Y las piedras seguían ahí
Bajo el cielo vasto y eterno, en la serenidad de un valle olvidado, descansan las piedras, inmóviles y pacientes. Han estado ahí desde antes que la humanidad aprendiera a dar nombre a las cosas. Testigos mudos del paso de las eras, las piedras observan sin ojos, pero recuerdan con la certeza de quien nunca ha de moverse.
En
el comienzo, sólo eran fragmentos desprendidos del corazón de la
montaña, nacidas del crujido de la tierra, arrojadas al suelo por la
fuerza de los elementos. Allí se quedaron, al principio, en la soledad
de un mundo virgen, escuchando el silbido del viento que cruzaba las
llanuras sin compañía. El silencio era el único idioma que conocían, y
en ese lenguaje infinito, las piedras entendieron el paso del tiempo.
Luego
llegaron las gentes, con su andar temeroso y sus manos ásperas. En un
primer momento, las piedras no les prestaron atención. Eran criaturas
fugaces, moviéndose rápido, encendiendo pequeños fuegos que morían en la
oscuridad de la noche. Pero con los siglos, las piedras comenzaron a
notar algo en esos seres frágiles. Aquellas criaturas erguidas las
tocaban, las levantaban y, a veces, las rompían. Ellas crujían en
silencio bajo la presión de aquellas manos temblorosas. De ser
simplemente una parte más de la tierra, las piedras fueron
transformadas: eran armas, eran refugios, eran los cimientos de templos
que se alzaban al cielo.
Pasaron siglos, y las piedras vieron crecer ciudades: hombres altos como torres las tallaban en bloques perfectos, las erigían en monumentos para dioses que parecían tan distantes como las estrellas. Las piedras, sin embargo, sabían que esos dioses eran tan efímeros como quienes los adoraban. Las ciudades caían, las paredes se resquebrajaban, y las estatuas se desmoronaban en polvo que el viento arrastraba sin piedad.
Mientras
las gentes escribían sus historias en libros y pergaminos, las piedras
recordaban lo que era vivir sin necesidad de palabras. Habían visto el
primer fuego, escuchado los primeros cantos, sentido las primeras
lágrimas caer sobre ellas. Pero siempre volvían al silencio, su hogar
natural. Cada vez que una civilización se extinguía, las piedras
quedaban solas de nuevo, hasta que un nuevo pueblo llegaba a reclamar la
tierra, solo para también desaparecer en el incesante flujo del tiempo.
Las
personas cambian, pensaban las piedras, pero nosotras permanecemos.

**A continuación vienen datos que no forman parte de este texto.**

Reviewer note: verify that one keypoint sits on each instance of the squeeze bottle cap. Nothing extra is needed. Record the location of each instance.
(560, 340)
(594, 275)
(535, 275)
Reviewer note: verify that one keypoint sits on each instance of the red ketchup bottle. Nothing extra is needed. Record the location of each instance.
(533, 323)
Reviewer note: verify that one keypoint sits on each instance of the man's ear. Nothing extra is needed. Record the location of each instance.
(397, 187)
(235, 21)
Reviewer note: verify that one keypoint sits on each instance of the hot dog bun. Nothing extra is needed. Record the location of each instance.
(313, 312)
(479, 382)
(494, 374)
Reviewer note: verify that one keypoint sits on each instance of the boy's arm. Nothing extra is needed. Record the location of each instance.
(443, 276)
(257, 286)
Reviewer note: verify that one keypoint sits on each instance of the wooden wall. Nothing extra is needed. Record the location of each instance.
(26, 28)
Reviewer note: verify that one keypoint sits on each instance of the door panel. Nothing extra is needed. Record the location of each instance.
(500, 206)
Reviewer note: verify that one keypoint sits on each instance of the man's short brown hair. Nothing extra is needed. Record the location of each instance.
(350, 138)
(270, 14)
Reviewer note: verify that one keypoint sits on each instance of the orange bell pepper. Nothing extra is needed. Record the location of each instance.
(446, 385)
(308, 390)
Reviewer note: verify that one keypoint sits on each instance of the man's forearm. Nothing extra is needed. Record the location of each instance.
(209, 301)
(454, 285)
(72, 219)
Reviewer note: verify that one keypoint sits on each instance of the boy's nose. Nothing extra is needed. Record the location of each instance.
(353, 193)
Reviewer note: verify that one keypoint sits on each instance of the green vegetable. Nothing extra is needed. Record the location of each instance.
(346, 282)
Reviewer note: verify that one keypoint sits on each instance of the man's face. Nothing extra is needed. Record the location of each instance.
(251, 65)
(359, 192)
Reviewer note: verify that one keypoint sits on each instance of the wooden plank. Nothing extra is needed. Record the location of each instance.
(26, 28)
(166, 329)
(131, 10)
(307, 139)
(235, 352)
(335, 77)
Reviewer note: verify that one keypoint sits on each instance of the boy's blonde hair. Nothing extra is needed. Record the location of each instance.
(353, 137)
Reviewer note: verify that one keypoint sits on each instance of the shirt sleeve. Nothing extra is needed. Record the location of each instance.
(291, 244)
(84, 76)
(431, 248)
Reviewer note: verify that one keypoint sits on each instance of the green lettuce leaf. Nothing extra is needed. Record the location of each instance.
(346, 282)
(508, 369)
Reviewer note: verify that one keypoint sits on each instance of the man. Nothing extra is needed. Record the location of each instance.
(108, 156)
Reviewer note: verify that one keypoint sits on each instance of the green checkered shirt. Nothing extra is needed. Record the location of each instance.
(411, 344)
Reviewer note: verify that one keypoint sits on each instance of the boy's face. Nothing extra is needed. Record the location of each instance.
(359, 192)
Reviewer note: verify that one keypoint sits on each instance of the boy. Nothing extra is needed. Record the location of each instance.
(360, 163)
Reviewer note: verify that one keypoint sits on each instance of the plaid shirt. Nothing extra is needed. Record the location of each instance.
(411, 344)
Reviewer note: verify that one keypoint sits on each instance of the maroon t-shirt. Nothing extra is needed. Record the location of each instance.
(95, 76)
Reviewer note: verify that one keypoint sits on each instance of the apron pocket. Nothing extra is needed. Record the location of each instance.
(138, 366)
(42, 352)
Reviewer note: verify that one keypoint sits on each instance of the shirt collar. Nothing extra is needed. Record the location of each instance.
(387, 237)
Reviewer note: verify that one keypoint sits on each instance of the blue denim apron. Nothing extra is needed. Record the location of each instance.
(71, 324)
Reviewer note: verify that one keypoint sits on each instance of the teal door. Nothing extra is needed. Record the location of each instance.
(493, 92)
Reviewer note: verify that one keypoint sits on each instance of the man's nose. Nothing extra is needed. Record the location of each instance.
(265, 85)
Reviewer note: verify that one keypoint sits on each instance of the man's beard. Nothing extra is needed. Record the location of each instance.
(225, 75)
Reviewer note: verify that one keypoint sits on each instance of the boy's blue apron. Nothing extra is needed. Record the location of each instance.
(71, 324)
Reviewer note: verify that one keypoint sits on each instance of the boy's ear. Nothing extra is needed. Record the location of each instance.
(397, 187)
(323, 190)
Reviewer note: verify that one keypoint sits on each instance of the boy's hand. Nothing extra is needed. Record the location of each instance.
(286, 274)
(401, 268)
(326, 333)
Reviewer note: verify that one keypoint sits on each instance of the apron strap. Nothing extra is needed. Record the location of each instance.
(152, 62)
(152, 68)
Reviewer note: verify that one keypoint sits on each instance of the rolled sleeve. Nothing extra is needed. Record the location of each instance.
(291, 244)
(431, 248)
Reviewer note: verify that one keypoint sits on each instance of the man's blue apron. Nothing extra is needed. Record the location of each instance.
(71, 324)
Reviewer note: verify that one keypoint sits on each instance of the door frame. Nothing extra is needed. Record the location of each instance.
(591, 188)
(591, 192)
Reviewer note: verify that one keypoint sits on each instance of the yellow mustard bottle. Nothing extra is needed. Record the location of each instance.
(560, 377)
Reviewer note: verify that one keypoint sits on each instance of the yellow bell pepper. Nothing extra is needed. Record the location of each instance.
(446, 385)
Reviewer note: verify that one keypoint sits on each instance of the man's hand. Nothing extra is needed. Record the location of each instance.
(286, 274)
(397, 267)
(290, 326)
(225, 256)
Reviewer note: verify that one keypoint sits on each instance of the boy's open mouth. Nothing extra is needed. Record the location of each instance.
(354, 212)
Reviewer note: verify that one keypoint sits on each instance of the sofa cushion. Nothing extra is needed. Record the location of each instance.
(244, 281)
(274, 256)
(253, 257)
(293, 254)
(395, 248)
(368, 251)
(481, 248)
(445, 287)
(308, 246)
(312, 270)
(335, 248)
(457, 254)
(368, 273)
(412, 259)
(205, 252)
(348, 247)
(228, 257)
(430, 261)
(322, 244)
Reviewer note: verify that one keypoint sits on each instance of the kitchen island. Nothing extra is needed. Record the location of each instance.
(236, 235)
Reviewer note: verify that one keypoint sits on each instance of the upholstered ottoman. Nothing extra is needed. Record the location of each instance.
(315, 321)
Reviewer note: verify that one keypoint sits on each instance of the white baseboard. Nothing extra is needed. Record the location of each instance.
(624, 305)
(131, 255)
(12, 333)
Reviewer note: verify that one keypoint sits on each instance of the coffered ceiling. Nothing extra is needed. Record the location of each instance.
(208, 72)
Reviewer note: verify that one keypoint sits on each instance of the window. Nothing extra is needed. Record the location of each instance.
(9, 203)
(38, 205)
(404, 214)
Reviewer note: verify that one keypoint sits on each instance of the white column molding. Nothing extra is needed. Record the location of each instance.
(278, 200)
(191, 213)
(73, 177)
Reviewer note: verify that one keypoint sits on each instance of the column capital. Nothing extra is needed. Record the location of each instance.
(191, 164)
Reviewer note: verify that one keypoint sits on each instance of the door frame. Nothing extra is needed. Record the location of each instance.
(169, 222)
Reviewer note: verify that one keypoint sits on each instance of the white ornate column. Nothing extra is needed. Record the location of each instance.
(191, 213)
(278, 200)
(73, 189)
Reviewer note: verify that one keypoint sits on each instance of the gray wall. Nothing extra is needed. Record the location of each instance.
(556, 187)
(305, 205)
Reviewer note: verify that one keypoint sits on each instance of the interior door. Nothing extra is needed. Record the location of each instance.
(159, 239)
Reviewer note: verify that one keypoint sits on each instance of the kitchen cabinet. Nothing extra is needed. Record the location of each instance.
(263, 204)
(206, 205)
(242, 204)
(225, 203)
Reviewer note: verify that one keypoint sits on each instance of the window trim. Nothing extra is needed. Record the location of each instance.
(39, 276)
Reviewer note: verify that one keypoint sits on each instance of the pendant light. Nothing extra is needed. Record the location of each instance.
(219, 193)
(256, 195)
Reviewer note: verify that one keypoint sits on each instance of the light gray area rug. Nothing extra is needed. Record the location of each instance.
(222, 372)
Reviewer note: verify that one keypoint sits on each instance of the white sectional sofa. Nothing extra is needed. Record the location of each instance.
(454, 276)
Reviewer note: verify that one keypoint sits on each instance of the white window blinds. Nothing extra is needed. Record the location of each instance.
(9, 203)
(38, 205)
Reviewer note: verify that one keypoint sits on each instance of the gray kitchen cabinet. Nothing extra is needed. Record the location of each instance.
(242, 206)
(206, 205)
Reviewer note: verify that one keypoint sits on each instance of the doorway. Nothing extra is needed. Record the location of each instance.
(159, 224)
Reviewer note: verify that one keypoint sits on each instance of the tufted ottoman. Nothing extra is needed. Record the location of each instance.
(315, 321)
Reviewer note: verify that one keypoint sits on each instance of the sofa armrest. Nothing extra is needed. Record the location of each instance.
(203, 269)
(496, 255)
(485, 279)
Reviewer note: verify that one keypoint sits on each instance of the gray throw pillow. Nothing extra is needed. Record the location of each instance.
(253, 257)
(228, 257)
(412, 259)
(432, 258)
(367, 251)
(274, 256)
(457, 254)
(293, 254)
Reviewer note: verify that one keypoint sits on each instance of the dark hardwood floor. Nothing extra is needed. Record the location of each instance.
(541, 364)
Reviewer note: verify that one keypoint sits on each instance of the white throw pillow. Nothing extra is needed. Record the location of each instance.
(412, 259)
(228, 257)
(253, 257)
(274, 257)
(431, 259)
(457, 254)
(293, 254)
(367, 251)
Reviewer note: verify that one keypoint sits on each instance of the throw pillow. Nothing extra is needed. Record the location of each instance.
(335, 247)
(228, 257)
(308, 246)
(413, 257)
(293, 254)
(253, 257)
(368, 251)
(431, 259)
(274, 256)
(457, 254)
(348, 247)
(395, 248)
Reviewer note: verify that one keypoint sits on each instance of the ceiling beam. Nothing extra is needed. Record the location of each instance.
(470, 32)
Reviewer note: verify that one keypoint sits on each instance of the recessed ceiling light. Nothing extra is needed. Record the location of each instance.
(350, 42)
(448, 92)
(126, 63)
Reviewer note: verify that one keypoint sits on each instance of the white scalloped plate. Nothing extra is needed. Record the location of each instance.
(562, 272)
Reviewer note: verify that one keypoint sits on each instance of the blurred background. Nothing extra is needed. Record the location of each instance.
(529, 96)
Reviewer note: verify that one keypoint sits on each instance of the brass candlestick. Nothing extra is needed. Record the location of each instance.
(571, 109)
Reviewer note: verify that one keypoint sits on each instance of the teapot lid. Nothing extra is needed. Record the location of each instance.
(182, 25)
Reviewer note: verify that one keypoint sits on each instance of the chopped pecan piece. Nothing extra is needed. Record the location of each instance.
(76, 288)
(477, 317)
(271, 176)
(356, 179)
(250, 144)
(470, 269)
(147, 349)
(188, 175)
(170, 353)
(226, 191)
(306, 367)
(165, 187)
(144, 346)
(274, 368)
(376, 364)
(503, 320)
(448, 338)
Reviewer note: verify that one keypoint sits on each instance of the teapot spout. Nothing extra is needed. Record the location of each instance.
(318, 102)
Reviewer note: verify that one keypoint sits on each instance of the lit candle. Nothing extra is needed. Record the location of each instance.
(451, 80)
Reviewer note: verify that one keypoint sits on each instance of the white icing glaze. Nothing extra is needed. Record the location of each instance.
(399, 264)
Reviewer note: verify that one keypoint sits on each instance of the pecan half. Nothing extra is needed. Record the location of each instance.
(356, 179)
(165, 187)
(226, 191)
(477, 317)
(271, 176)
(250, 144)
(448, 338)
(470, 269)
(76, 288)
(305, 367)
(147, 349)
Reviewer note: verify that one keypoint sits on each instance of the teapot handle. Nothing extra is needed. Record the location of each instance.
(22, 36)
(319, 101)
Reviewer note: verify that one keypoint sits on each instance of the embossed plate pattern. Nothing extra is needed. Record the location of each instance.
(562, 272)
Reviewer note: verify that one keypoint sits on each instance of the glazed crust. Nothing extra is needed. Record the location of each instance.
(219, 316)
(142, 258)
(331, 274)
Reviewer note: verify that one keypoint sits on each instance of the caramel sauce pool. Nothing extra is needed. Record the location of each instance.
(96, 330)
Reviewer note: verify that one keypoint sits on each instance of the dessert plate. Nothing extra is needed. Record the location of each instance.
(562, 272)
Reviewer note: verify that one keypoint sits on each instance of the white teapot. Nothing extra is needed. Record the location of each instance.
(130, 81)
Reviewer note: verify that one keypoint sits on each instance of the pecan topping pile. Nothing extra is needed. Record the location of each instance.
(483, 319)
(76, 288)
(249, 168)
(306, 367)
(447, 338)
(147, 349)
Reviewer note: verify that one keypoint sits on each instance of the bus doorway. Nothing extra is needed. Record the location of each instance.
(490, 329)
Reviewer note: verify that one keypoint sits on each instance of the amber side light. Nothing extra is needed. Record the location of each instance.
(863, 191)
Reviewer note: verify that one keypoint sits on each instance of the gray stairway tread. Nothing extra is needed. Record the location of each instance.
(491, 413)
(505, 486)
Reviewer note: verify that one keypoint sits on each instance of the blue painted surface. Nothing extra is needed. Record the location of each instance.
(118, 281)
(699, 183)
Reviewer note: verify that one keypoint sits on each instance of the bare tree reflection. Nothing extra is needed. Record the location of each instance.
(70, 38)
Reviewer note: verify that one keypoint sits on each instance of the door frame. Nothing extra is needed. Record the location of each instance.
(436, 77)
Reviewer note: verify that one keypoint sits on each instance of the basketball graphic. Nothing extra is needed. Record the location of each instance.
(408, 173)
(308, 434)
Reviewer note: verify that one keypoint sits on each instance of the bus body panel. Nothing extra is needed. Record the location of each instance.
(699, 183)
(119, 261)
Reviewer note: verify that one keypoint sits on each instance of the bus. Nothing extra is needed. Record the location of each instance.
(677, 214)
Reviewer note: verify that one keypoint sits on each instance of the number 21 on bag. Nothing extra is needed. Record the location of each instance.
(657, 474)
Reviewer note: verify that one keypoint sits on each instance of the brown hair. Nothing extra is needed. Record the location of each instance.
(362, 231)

Habían visto crecer las selvas, desbordarse los ríos, morir los océanos y
convertirse en desiertos. Habían sentido la sangre de las guerras
empapando la tierra y el calor de hogueras encendidas para celebrar la
paz. Pero todo era lo mismo para ellas: la eternidad no distingue entre
la alegría y la tristeza, entre la gloria y el olvido.
Ahora, en este nuevo amanecer, el mundo es diferente. La humanidad ha vuelto a olvidarlas. Ya no las levantan ni las veneran; las piedras son solo piedras otra vez, esparcidas por caminos donde apenas alguien posa la mirada. Pero eso no importa. Las piedras conocen el secreto que las gentes ignoran: nada permanece, excepto el tiempo. Y ellas, que son su más antigua creación, seguirán ahí, esperando en silencio, con la paciencia de quien ha visto todo pasar y sabe que el futuro no es más que otra forma de polvo que el viento llevará algún día.
Quizás, en un millón de años, cuando no quede rastro de lo que el ser humano ha construido, las piedras seguirán ahí, mirando el horizonte, guardando la memoria de lo que alguna vez fue.